Тогда же, как только мальчик уснул, ему приснилось: будто попал он в шмелиное царство. Рыжевато-желтые шмели беспрерывно и невыносимо громко жужжали в садах и на подворьях, тяжело, беспорядочно и бесцельно, казалось, летали, словно перегруженные собственным весом, над головами людей и домашних животных, над всей зеленой и пахнущей цветами землей. Держались шмели чрезвычайно гордо и властно, как хозяева, как самые главные: ничего и никого не боялись.
Как раз в то время над деревней появились бомбардировщики: сперва вражеские, потом – наши. Появились – и исчезли. А шмели остались. И кое-кто из сельчан подумал, что шмели эти, чтоб им погано сделалось, накликали беду. Никогда ж раньше столько много этой мелюзги не было, а здесь – как из лукошка кто насыпал, да широко размахнулся – вон их, паразитов, сколько!.. Хоть ты прикажи детворе, чтобы те половили их да уничтожили. Только справятся ли? Уйма их, уйма!..
Один только отец Авгей, нахмурив брови, сказал:
– Не мы прислали к нам шмелей, непрошеные они, потому надо их уничтожить. А то, ишь ты, перевоплотились во вражьи самолеты… Поставить на свое место надо их…
И рванула первая бомба!..
На этом месте и проснулся Антон. Однако он хорошо помнил, что проснулся после того, как угрожающе крикнул в сторону отца: «Своего шмеля я не дам уничтожить!..»
Шмеля, как и просил, Подканавскому принесли. Поставили пушечку на тумбочке, немного поговорили, да и пошли: дел, говорят, дома много. Некогда. А старик лежал на спине, нацелив глаза в потолок и собирался встать, а как сделать это – не совсем знал: в последнее время силы почти целиком оставили его, тело сделалась непослушным, перестал ходить даже в столовую. Еду приносят в палату, санитарка помогает яму приподняться, топчет за спину подушку, и Подканавский кое-как справляется с ней, с едой-то.

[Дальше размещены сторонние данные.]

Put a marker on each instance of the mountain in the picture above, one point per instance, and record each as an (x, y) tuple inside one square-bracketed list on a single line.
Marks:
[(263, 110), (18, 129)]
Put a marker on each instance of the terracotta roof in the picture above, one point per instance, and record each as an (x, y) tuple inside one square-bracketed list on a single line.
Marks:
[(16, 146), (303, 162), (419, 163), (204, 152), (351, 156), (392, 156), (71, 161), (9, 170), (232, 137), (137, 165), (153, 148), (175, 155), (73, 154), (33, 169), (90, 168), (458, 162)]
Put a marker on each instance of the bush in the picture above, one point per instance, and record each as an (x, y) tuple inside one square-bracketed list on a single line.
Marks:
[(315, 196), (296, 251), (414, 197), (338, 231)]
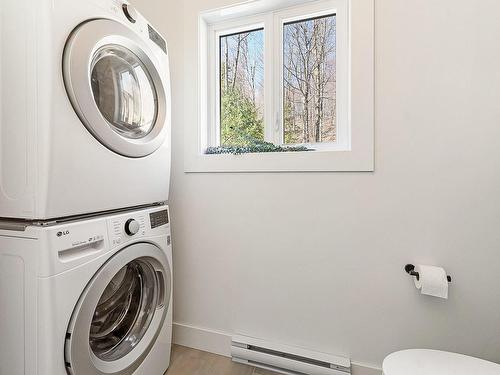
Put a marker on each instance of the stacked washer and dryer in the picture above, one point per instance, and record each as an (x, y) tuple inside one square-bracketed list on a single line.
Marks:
[(85, 250)]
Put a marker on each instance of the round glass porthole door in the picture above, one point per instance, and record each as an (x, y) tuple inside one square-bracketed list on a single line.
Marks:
[(124, 91), (118, 84), (120, 313), (124, 311)]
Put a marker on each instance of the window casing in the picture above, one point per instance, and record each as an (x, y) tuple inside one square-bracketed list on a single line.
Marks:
[(354, 148), (272, 24)]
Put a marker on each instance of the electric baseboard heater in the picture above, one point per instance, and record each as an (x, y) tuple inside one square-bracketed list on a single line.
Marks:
[(285, 359)]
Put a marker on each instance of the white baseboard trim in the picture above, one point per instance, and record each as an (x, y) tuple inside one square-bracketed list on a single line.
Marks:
[(218, 342)]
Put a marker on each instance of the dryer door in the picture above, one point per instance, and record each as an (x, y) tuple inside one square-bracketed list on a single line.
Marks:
[(120, 313), (118, 86)]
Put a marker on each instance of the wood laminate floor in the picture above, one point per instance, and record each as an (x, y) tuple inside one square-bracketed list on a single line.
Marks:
[(187, 361)]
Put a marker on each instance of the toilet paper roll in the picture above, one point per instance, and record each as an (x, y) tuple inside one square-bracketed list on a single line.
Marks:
[(432, 281)]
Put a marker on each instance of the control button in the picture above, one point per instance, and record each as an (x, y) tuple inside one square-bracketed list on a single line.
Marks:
[(130, 12), (131, 227)]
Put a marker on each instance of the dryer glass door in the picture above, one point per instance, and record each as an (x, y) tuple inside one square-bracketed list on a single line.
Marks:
[(117, 80), (124, 91)]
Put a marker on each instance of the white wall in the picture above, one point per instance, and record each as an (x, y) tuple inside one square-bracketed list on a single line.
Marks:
[(316, 260)]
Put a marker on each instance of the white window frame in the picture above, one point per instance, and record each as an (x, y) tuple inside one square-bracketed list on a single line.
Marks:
[(354, 149)]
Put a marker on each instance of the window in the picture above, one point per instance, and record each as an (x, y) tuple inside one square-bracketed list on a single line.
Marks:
[(287, 75), (309, 79), (241, 79)]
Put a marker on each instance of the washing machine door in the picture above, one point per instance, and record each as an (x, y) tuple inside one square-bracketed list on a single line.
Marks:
[(120, 313), (118, 86)]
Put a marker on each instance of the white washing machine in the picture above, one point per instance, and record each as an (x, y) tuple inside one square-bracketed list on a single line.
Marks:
[(90, 296), (84, 108)]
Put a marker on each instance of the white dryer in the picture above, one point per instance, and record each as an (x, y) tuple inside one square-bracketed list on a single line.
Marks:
[(90, 296), (84, 108)]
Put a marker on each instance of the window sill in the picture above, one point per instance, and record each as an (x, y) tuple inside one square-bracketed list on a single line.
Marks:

А сегодня ему обязательно надо встать. Воскресенье, все легко больные и городские отпросились домой, и он один в палате. К тому же принесли, не забыли, и шмеля. Самое время посудачить с ним, с глазу на глаз. Будет ли еще когда такой подходящий момент? Давай, давай, Подканавский, собери всю свою энергию, всю свою волю и страсть в кулак, стисни зубы – и на ноги, братка!.. Шмель ждет. Ты же хотел поговорить с ним, неслухом, так – пожалуйста!..

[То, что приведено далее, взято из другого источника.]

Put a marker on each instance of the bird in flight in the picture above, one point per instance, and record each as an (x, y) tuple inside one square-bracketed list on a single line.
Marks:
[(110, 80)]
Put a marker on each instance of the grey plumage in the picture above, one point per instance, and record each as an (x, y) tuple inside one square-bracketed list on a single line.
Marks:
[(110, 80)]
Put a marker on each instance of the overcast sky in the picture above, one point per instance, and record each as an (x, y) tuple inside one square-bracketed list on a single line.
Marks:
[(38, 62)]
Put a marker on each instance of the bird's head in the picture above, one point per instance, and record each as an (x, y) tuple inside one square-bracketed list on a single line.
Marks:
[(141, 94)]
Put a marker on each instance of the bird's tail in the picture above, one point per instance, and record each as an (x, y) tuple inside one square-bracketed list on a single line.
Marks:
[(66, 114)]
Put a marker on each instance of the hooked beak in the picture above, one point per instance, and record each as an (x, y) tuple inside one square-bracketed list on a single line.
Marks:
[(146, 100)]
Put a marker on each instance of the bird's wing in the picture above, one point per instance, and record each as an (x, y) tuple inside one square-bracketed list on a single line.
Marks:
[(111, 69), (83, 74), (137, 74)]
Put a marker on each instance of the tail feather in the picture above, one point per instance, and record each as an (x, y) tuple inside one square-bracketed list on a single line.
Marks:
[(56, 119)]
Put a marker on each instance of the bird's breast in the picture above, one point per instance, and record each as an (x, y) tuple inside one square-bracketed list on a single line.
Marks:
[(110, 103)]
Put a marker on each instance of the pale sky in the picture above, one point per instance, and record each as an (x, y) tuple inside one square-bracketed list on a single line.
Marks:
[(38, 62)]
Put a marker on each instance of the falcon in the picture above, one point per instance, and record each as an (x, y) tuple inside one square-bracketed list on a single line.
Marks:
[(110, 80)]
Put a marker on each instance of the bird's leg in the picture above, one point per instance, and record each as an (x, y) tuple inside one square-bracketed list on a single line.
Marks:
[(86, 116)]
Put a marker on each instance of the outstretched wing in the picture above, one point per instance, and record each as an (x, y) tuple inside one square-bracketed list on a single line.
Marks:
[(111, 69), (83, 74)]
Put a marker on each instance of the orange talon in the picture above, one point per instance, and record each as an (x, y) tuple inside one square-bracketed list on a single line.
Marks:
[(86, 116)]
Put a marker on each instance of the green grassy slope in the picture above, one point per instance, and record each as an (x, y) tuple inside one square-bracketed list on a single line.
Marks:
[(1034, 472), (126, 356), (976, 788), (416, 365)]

И Подканавский приподнимается, приподнимается… морщится от боли… кряхтит… стонет… выругался даже матом, хотя в этом плане он человек сдержанный… и, опершись на локоть, повернулся на бок, свесил ноги… Как ни старался, как ни приспосабливался, однако стать на ноги не стал: удачно, решил, повезло, что и так получилось. Сидеть – не лежать: все же полегче разговаривать будет…

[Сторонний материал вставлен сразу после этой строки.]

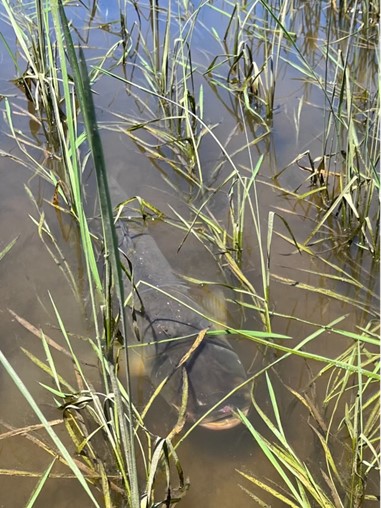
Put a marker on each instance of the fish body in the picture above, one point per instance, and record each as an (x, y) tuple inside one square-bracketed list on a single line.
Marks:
[(164, 309)]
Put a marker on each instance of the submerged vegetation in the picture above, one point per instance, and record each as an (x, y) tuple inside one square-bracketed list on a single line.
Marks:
[(170, 65)]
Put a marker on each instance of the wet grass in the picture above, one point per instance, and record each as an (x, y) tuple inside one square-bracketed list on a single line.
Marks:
[(161, 70)]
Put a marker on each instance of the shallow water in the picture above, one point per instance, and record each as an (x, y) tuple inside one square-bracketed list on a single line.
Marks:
[(29, 273)]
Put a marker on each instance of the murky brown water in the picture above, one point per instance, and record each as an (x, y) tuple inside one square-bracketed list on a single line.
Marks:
[(28, 273)]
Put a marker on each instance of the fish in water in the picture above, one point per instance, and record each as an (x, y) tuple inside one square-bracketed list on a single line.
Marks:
[(163, 309)]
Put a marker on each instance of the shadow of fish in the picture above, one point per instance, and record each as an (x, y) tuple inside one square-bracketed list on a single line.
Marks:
[(163, 309)]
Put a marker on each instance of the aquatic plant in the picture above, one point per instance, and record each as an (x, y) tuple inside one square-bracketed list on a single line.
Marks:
[(331, 49)]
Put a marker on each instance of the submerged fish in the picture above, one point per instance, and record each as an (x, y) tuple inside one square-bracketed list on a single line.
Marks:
[(163, 309)]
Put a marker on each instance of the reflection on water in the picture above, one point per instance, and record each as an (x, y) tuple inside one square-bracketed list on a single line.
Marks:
[(29, 272)]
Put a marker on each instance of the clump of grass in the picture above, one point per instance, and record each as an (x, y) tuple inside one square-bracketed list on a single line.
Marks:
[(344, 184), (111, 414)]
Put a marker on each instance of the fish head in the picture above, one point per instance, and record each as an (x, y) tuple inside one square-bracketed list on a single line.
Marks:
[(217, 379), (217, 385)]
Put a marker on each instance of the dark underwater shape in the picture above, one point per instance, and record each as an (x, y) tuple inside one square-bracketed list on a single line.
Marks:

– Ну где ты, шмель? – дрожащей рукой Подканавский взял пушечку, раскрыл ее, затем дрожащими пальцами развернул бумажку, в которой был сухой – страшно подумать, как только сохранился! – шмель: без бумажки он бы, конечно, рассыпался в пыль, катаясь в своей металлической усыпальнице. – Это я, Антон. Из-под Канавы. Узнал? Не прикидывайся, что нет…Все ты знаешь, все ты помнишь… Потому как – святой… А теперь послушай меня, поговорить с тобой жажду! – Предательский ком, подступивший к горлу, спер дыхание, он никак не мог его проглотить, поэтому образовалась пауза; заодно вытер и влагу на глазах: – Так сказать!.. Что это ты, шмель, не выполнил своего предназначения, роли?.. Юлил, устранялся, а?.. Нет, ты не подумай, что я целиком положился на тебя, доверился… мол, пусть оно горит все синим пламенем, пальцем не пошевелю, ибо мне шмель денег заработает и каши наготовит, примет в партию и теперь вот положит пенсию по случаю возраста, чтобы я мог не только крякнуть-кашлянуть. Если бы так! Старался жить, все соки выжимал из себя, надеясь и на тебя, конечно, а получился из всего этого круглый пшик, сказать по правде. Ты погляди, погляди на меня, на кого я похож?.. А начиналось же все так хорошо… Видать, там и ты подмог. А после не больно старался, капризничал. Что факт, то факт. Как бы там ни было, а на тебя я сильно в обиде, шмель. Спасибо-о!.. Не оправдал ты маминых надежд, напрасно она тогда поймала тебя, а я носился с коробочками-пушечками, как с писаной торбой, и всю жизнь, дай памяти, был твоим рабом. Напрасно. И в армию брал, но даже до ефрейтора не дослужился, а вот гауптвахты не избежал. Даже, когда новую открывали, так совпало, что я ленту перерезал… и сразу порог переступил, первым, а ножницы возвратил тут же… Тогда я с командиром поспорил, за казаха Шакира заступился: он его узкоглазым обозвал… и чем еще – не помню… давно было… А ты говоришь!.. Не возражай, от своих слов я не отрекаюсь, шмель… И уже, пожалуй, никогда не отрекусь: нет на то времени…не осталось…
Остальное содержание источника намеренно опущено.